Published online by Cambridge University Press: 09 January 2024
Canvassing health transition in Indonesia
In 1950, about 189 out of 1,000 babies born alive in Indonesia would not have survived past their first birthday. Such a high infant mortality rate overwhelmingly contributed to the population’s low life expectancy for the newly independent nation at the time. Assuming the prevailing age-specific patterns of deaths, for the same year, life expectancy at birth was estimated to be 39.4 years. By 2022, Indonesia’s infant mortality rate has fallen to 17.7 deaths per 1,000 live births, and life expectancy at birth has risen to 68.25 years.
If we go by these trends in infant mortality rate and life expectancy, the future trajectory for the general health and wellbeing of the average Indonesian is looking rosy. After all, the two indicators are meant to capture the underlying factors and contexts that shape the health of the nation. At the outset, gains in life expectancy—and correspondingly, the reduction in infant mortality rate—reflect a narrative of improvements in income per capita, living conditions, nutritional intake and education, as well as access to and quality of health care in recent decades. But focusing only on these two broad indicators may also obfuscate the complex history of Indonesia’s health transition, where wins are often coupled with setbacks, and where health-related innovations regularly intersect with novel conundrums.

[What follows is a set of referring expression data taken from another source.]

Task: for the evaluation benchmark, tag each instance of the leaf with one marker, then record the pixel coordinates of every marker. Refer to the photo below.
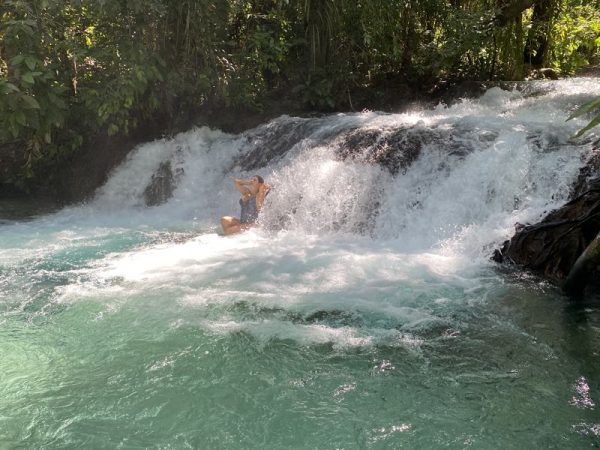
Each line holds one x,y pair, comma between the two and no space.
585,108
28,78
17,60
8,88
31,102
20,118
30,62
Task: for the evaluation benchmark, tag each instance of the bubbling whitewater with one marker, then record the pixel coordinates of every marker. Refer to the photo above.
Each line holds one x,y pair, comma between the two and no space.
363,313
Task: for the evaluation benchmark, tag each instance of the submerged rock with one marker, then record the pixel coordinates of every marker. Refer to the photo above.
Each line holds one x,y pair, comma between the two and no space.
565,246
162,185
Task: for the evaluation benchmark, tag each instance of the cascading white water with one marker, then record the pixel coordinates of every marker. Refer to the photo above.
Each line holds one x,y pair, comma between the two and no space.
363,313
483,165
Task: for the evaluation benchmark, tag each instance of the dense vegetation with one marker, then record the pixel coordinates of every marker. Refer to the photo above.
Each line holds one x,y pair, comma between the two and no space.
71,69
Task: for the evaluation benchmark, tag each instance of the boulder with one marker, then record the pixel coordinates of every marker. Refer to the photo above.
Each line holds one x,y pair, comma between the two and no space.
564,247
161,186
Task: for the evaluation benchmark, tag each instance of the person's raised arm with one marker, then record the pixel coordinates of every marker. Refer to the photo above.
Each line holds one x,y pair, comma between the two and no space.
241,185
262,193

What do we mean by health transition, and why do we often hear that Indonesia’s health transition has been marked by increasing complexity over time? The term health transition is often used interchangeably with epidemiologic transition. The latter was first conceptualised by Abdel Omran in 1971 to refer to the long-term shifts in the mix of diseases as people live longer through the course of economic development and social change. More specifically, Omran coined the term epidemiologic transition to describe ‘the complex change in patterns of health and disease and on the interactions between these patterns and their demographic, economic and sociological determinants and consequences’ (1971: 510). In the first iteration of the epidemiologic transition theory, Omran proposed that there are three distinct stages in the transition: the age of pestilence and famine, the age of receding pandemics, and the age of degenerative and man-made diseases.